Serum sickness is a self-limited allergic reaction following exposure to foreign proteins. Serum sickness is sometimes called a type III hypersensitivity reaction. The resulting immune complex of the patient's antibodies bound to the foreign protein is deposited in small blood vessels and stimulates the complement cascade and hence an inflammatory reaction. It presents with a classic triad:
Serum sickness typically followed exposure to foreign, non-human proteins, especially antivenoms and antitoxins made in horse, for example, rattlesnake antivenom used in the USA. More recently, reactions have been reported with the increasing use of thymoglobulin and chimeric monoclonal antibody therapy (biological response agents).

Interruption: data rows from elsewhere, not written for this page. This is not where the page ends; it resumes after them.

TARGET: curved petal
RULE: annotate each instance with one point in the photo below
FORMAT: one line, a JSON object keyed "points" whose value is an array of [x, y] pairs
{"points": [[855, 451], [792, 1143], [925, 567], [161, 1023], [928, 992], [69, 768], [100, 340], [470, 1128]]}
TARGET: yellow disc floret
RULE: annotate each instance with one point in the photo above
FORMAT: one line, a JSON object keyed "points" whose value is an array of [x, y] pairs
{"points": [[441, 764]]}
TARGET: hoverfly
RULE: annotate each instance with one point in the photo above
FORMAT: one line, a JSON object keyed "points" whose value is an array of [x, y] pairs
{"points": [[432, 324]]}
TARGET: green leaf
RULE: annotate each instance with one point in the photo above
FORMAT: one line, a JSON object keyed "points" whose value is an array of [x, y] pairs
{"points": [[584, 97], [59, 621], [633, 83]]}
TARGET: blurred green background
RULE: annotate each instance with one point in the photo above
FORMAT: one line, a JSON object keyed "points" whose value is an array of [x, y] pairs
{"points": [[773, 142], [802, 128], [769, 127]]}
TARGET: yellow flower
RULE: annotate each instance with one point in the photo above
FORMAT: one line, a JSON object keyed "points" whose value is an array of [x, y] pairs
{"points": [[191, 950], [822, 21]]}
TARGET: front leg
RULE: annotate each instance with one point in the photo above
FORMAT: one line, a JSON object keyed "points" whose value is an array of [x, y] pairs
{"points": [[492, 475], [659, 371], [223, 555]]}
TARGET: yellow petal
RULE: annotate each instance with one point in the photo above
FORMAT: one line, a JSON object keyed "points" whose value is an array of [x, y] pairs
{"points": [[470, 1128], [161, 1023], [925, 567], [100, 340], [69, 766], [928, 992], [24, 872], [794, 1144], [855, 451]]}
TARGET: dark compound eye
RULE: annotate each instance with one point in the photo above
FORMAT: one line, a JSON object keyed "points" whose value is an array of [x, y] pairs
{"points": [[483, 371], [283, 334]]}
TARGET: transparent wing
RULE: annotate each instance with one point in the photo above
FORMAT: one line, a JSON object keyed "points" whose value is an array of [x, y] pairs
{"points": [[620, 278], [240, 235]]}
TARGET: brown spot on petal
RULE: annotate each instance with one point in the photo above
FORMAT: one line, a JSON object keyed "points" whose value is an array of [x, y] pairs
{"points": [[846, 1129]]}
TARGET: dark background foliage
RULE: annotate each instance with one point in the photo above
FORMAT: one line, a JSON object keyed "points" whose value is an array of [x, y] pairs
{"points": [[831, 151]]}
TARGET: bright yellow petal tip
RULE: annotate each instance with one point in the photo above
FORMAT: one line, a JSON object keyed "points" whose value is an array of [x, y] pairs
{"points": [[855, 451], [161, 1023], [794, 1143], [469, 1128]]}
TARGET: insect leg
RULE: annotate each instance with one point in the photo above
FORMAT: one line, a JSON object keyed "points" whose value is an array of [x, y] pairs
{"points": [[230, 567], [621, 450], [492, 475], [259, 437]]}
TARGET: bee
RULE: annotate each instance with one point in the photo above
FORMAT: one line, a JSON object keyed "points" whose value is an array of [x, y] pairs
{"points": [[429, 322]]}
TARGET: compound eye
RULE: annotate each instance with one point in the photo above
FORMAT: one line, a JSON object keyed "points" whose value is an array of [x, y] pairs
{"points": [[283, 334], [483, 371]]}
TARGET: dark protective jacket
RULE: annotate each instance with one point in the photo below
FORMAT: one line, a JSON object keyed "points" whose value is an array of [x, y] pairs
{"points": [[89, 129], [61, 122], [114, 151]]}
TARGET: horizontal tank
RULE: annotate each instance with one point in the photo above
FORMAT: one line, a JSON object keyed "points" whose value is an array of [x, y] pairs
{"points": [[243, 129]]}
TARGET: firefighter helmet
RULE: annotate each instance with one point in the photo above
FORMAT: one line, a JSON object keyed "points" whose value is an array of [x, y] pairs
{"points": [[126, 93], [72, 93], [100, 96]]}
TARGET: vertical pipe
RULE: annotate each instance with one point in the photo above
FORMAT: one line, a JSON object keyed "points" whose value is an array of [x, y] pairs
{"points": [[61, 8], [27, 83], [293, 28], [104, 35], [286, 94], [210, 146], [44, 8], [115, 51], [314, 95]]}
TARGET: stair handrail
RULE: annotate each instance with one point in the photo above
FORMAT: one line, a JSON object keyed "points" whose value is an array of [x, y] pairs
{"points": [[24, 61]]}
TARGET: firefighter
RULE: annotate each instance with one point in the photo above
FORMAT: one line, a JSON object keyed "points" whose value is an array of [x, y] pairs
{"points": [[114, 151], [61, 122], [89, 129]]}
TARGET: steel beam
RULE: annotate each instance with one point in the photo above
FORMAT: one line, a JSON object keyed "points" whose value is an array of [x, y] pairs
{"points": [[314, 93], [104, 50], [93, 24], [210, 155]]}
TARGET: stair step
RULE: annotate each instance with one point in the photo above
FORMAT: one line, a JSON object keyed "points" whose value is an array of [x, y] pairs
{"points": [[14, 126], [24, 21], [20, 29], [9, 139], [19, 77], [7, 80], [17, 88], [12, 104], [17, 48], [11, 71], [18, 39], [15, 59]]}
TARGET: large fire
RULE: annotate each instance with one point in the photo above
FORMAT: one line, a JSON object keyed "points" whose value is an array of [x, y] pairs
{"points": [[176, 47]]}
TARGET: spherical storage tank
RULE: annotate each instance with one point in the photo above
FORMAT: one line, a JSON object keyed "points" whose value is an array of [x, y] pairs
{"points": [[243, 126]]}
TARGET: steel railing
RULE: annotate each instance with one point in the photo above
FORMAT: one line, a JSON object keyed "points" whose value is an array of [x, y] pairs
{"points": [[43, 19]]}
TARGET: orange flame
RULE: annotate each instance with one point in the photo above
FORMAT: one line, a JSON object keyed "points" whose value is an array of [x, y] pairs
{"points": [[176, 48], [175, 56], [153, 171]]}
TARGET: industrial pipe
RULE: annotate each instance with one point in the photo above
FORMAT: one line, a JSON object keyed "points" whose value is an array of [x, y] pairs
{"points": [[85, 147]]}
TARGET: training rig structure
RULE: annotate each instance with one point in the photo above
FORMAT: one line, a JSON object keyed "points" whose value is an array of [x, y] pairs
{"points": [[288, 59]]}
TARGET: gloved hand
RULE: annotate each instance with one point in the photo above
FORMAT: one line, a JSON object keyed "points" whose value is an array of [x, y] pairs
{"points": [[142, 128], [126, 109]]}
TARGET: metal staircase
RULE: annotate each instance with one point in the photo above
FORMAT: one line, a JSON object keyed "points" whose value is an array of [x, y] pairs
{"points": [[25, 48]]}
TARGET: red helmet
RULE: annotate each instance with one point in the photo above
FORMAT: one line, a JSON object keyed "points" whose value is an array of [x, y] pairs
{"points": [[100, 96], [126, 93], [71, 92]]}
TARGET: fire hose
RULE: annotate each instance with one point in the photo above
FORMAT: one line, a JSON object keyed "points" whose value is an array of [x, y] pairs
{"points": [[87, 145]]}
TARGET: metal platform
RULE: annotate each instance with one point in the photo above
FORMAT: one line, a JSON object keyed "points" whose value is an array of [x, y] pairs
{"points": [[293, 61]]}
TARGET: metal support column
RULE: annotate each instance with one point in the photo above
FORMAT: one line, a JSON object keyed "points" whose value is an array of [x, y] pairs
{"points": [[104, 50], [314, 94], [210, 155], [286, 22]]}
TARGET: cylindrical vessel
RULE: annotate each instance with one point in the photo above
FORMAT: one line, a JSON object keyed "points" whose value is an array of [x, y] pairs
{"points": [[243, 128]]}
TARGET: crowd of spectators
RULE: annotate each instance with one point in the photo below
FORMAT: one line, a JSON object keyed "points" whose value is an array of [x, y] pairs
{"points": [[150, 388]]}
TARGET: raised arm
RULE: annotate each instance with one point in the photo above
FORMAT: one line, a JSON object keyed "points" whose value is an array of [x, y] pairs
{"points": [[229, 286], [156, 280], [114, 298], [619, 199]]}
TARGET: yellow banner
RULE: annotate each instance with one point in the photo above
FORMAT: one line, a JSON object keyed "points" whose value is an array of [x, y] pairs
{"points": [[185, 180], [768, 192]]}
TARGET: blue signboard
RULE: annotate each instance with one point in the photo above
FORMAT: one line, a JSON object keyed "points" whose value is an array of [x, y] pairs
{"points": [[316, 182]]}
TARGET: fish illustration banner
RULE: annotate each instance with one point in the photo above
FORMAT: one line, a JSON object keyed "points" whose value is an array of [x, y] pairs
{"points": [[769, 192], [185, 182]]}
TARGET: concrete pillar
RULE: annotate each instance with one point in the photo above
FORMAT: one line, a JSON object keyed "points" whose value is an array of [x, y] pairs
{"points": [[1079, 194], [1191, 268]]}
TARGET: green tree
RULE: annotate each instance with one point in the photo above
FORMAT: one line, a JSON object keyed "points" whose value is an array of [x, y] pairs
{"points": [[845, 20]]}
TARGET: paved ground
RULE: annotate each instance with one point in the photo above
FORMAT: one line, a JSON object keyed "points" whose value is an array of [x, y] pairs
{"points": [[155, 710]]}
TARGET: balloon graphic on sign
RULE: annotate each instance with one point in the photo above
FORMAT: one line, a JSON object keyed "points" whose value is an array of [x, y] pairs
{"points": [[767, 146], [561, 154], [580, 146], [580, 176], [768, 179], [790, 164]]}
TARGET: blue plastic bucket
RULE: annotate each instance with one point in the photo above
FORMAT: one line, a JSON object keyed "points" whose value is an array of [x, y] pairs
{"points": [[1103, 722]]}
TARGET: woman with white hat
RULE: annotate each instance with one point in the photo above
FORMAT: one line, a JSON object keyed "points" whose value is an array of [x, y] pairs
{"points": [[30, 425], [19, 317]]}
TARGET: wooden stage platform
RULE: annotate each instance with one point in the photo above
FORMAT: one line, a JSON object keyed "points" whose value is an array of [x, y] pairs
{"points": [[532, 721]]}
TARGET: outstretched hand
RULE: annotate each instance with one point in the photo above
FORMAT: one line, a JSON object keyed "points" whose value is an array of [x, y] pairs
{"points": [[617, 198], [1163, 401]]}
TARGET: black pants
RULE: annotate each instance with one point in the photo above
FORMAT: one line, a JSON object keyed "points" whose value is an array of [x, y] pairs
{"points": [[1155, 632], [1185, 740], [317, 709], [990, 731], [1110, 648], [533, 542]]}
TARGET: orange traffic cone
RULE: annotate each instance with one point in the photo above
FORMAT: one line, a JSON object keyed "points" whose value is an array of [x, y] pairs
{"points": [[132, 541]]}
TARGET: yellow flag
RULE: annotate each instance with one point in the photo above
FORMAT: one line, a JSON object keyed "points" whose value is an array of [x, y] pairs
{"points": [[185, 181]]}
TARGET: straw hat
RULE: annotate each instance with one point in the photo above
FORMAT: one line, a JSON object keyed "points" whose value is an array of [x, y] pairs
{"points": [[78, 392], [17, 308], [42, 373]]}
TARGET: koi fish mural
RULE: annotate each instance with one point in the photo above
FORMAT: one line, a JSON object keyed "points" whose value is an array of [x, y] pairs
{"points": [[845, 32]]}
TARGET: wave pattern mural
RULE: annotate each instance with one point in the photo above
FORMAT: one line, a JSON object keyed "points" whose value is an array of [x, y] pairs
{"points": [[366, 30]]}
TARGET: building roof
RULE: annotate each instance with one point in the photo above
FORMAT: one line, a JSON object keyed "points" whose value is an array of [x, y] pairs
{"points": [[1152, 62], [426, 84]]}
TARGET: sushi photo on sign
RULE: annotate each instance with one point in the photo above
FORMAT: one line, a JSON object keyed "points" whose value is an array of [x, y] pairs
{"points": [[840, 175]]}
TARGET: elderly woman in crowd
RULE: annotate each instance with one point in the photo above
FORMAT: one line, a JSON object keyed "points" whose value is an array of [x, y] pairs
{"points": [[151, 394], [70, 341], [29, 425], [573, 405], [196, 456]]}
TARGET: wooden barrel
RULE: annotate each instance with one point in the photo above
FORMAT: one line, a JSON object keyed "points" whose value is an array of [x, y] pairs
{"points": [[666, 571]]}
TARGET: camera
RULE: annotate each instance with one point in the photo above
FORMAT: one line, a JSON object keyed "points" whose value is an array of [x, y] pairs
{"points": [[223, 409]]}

Thymoglobulin (anti-thymocyte globulin) is made in rabbits. It is used particularly in the perioperative period following solid organ transplants to reduce the post-operative doses of immunosuppressive drugs. The incidence of serum sickness due to thymoglobulin in renal transplant recipients has been estimated to be between 7 and 27%. There is an increased risk of developing serum sickness to thymoglobulin if there has been significant past exposure to rabbits or horses.
Chimeric monoclonal antibodies are a group of biologic agents that are being used with increasing frequency for many immunological disorders such as rheumatoid arthritis, psoriasis and in cancer therapies.
The typical triad of serum sickness comprises fever, rash and joint pain/swelling (arthritis or arthralgia). There is also often facial swelling and lymph node enlargement. The kidneys are commonly affected.
In classic serum sickness, immune complexes deposit in small blood vessels, activating the complement cascade and resulting in inflammation. This is recognised by typical clinical features. Blood tests may detect these immune complexes or the antibodies against the foreign protein and may reveal that complement levels (C3, C4) are reduced.
Serum sickness due to thymoglobulin can be confirmed by a blood test for antiheterologous antibodies against rabbit immunoglobulin G by enzyme-linked immunosorbent assay (ELISA).
If possible the triggering therapy should be ceased.
High dose IV corticosteroids should be given for three days then reducing doses of oral steroids following clinical response.
If there has been no response, then plasma exchange can be used to remove the immune complexes, antibodies and protein.
Serum sickness usually resolves without long-term complications.